I obviously don't know anything about the target of the letter, but I know it was effective because the reader has reunited with the writer. The letter seems clearly designed for one purpose, and that it accomplished that purpose leads me to believe that despite certain prejudices of mine about what I think people want or do not want to hear, this was obviously what the reader wanted to hear. The most interesting thing about it, though, is that although it is what the reader wanted to hear, the writer doesn't actually say much. Instead, the writer relies on the order, the structure, the format, the very cadence and rhythm of the words to lead to what were probably almost unavoidable logical inferences for the reader.

The writer hits hard with phrases like "I loved you" -- phrases that are sure to stand out in the reader's mind much more than the follow-up qualifiers of the love being selfish or narcissistic. The letter seems like an illusion, relying primarily on misdirection rather than outright deceit. The writer knows that he has to be honest, and has to come clean (so to speak) by actually including the various qualifiers and self-effacing statements he includes. That the reader wants to think he/she is reading honest responses is also apparent by the included phrase, "It's funny that after telling you virtually nothing, now I just want you to know the truth." We have talked before about how good lies typically contain a good deal of the truth, and the writer seems very careful about keeping the letter realistic (e.g., it sounds like these two did not know each other well enough for the reader to believe that the writer genuinely loved him/her, which is why the writer says "of course it was, I barely knew you"). The writer seems to be trying to reestablish a shared reality between the two of them, but a reality based primarily on rewritten history.
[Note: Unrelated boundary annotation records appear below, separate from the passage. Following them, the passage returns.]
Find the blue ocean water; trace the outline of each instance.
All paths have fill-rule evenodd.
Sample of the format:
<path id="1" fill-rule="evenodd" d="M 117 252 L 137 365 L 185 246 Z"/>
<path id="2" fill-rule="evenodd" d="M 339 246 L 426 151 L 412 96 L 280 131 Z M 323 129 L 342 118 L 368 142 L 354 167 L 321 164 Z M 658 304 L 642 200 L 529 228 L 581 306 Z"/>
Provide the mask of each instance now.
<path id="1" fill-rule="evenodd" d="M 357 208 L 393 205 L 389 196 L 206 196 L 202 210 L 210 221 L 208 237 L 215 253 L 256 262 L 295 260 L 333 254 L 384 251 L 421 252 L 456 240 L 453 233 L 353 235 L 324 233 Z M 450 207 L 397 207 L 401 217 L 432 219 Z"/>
Going back to the phrase "I loved you," the past tense of the word loved is curious, but it seems purposeful, perhaps wanting to instill a sense of fear of loss or actual loss in the reader. Also it suggests that the writer is harmless, impotent -- because he/she no longer loves, he/she no longer has an incentive to "behave [poorly]". This seems designed to assuage any fears or misgivings the reader has about letting the writer back into his/her life, all while piquing the reader's interest --wanting the reader to not just think it is harmless to allow the writer back into his/her life, but actively wanting the writer back in his/her life.

The letter is also a Trojan horse, however. It promises love and eternal devotion, but those very promises are designed to guilt the reader into some sort of a response -- the writer's desired goal. The writer says, "It feels like you never really gave me a chance," followed by "I loved you." There are also the recriminations: "I feel like you have given me abandonment issues that I never really had before. I've gained a touch of paranoia. I second guess myself, even second guess the world." This is not only a plea for sympathy but a pointed finger of look-what-you-have-done-to-me-what-did-I-ever-do-to-deserve-this accusation. If the reader sees his or herself as a good, open-minded individual, he/she may have misgivings about his/her actions after reading this.
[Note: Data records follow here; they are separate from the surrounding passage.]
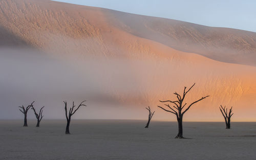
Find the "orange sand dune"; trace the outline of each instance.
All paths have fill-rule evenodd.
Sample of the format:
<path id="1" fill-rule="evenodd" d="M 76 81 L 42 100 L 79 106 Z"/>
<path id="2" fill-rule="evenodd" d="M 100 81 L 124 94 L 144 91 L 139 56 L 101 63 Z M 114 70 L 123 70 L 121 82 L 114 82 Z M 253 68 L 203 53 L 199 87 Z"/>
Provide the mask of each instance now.
<path id="1" fill-rule="evenodd" d="M 49 87 L 47 82 L 52 83 L 46 92 L 52 95 L 49 101 L 57 99 L 53 97 L 59 92 L 62 97 L 84 96 L 91 102 L 90 113 L 79 118 L 141 119 L 144 107 L 150 105 L 157 110 L 156 119 L 175 120 L 156 108 L 158 100 L 173 99 L 174 92 L 196 82 L 188 102 L 210 97 L 193 107 L 185 120 L 221 120 L 220 104 L 233 106 L 237 121 L 256 120 L 255 33 L 49 1 L 1 1 L 0 20 L 0 47 L 36 49 L 47 61 L 40 65 L 57 71 L 57 80 L 44 76 L 47 71 L 29 80 L 40 82 L 44 89 Z M 7 55 L 6 51 L 0 52 Z M 72 69 L 66 71 L 67 66 Z M 39 72 L 37 67 L 30 70 Z M 71 75 L 67 81 L 60 78 Z M 17 81 L 1 83 L 12 88 Z M 25 80 L 19 84 L 31 87 Z M 41 88 L 31 89 L 35 88 Z M 99 109 L 105 112 L 103 117 Z"/>

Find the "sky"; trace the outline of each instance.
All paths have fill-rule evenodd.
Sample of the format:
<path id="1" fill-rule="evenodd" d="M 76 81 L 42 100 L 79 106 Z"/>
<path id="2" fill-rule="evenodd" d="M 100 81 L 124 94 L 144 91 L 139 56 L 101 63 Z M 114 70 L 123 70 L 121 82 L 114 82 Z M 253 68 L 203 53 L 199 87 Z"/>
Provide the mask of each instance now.
<path id="1" fill-rule="evenodd" d="M 56 1 L 256 32 L 256 1 L 254 0 Z"/>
There is a suggestion that if they start over things will be different ("I guess I just wish that I had known it was coming"), but no direct promises or even a direct suggestion that it would have made any difference to the writer to know that the reader was leaving him/her. Finally, there is a plea to vanity: "I know I'll get over you, but I don't want to." I feel like that must work like a charm with empaths, if only because it sounds like a sappy movie line to me.

Our reader who sent this letter is right to be suspicious, I think. Even if the writer is not a sociopath, I am sure the friend has a very different understanding of the contours of their proposed renewed relationship than does the writer of this letter. Not only that, I believe that was the writer's exact intention.